It’s all so horribly predictable. Via the AFR:
After announcing that the world has arrived at a “new era for energy”, Coleman asked: “Where is the vision from our leaders today?”
…”as renewables achieve scale, we risk wasting money on building more power into the system, resulting in generation overload. We risk ending up in a situation like Germany, where the growth in renewables without a corresponding increase in gas-fired power has resulted in issues with intermittency and overcapacity – and failure to reach emissions reduction targets.”
…Coleman then accurately described the genesis of the east coast’s gas problem. The onshore producers have not developed resources anticipated by their collective $80 billion development…”Politicians responded by threatening intervention in export markets with tools that have undermined security. This has in turn created a climate of uncertainty that is perilous for new investment and can jeopardise new supply,” he said,
“The reality is there is no simple fix to the east coast gas crisis. But there are options for ameliorating it. I’m definitely not talking about a west-east pipeline…A much more sensible approach is to establish a ‘virtual pipeline’, linking eastern gas markets to multiple sources of supply via one or more import terminals.”
Much more sensible for whom? The answer is Woodside not Australia.
To be honest, I’m not a huge fan of the West-East pipeline either. It implicitly relies upon successful WA gas reservation which is hardly fair given the pipeline might also break it. But LNG imports are no solution at all. All they will do is guarantee the east coast pays the Asian price plus the cost of the importation plant. In other words we will also pay for digging up the gas, piping it, freezing it, shipping it to Asia, then back again, unfreezing it, and piping it locally.

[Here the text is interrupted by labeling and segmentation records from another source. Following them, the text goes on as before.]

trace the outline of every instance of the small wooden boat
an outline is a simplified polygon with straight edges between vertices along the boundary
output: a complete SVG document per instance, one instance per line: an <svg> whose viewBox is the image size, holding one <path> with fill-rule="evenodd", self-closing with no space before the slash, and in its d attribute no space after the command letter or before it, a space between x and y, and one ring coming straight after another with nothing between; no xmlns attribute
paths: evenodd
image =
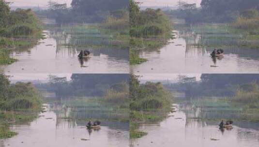
<svg viewBox="0 0 259 147"><path fill-rule="evenodd" d="M219 126L219 127L221 128L232 128L231 124L230 125L224 125L223 126Z"/></svg>
<svg viewBox="0 0 259 147"><path fill-rule="evenodd" d="M91 127L89 126L87 126L87 129L99 129L101 128L101 125L92 125Z"/></svg>
<svg viewBox="0 0 259 147"><path fill-rule="evenodd" d="M224 53L221 53L221 54L217 54L216 55L213 55L212 54L211 54L211 56L212 56L212 57L222 57L224 55Z"/></svg>
<svg viewBox="0 0 259 147"><path fill-rule="evenodd" d="M89 56L88 56L88 55L87 55L87 56L84 55L84 56L82 56L82 58L88 58L88 57L89 57Z"/></svg>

I don’t know how anybody, even a miner, can recommend this with a straight face. But then, it would aid Woodside, creating a new Asian-priced source of demand on the east coast for its gas. It might therefore even help undermine the WA domestic reservation policy over time.
We simply have to bite the bullet and apply retrospective domestic reservation. As Coleman says, the failure of supply is the fault of the export cartel. It is a scoping failure of their projects. Why should everyone else pay to bail that out?
To wit, via The Australian:
Incitec Pivot has fired a fresh warning over the future of its Gibson Island fertiliser plant and tips strong economic growth in North America to persist despite concerns over a potential US recession in 2020.
The explosives and fertiliser maker said its Brisbane plant would be forced to shut by the end of 2019 unless a new gas deal could be struck, with the company already facing a $50 million cost hike this fiscal year.
It has yet to secure any gas contract offers for the 2020-21 period and said it was now at the mercy of east coast suppliers.
IP is you and your crazy gas and power bill.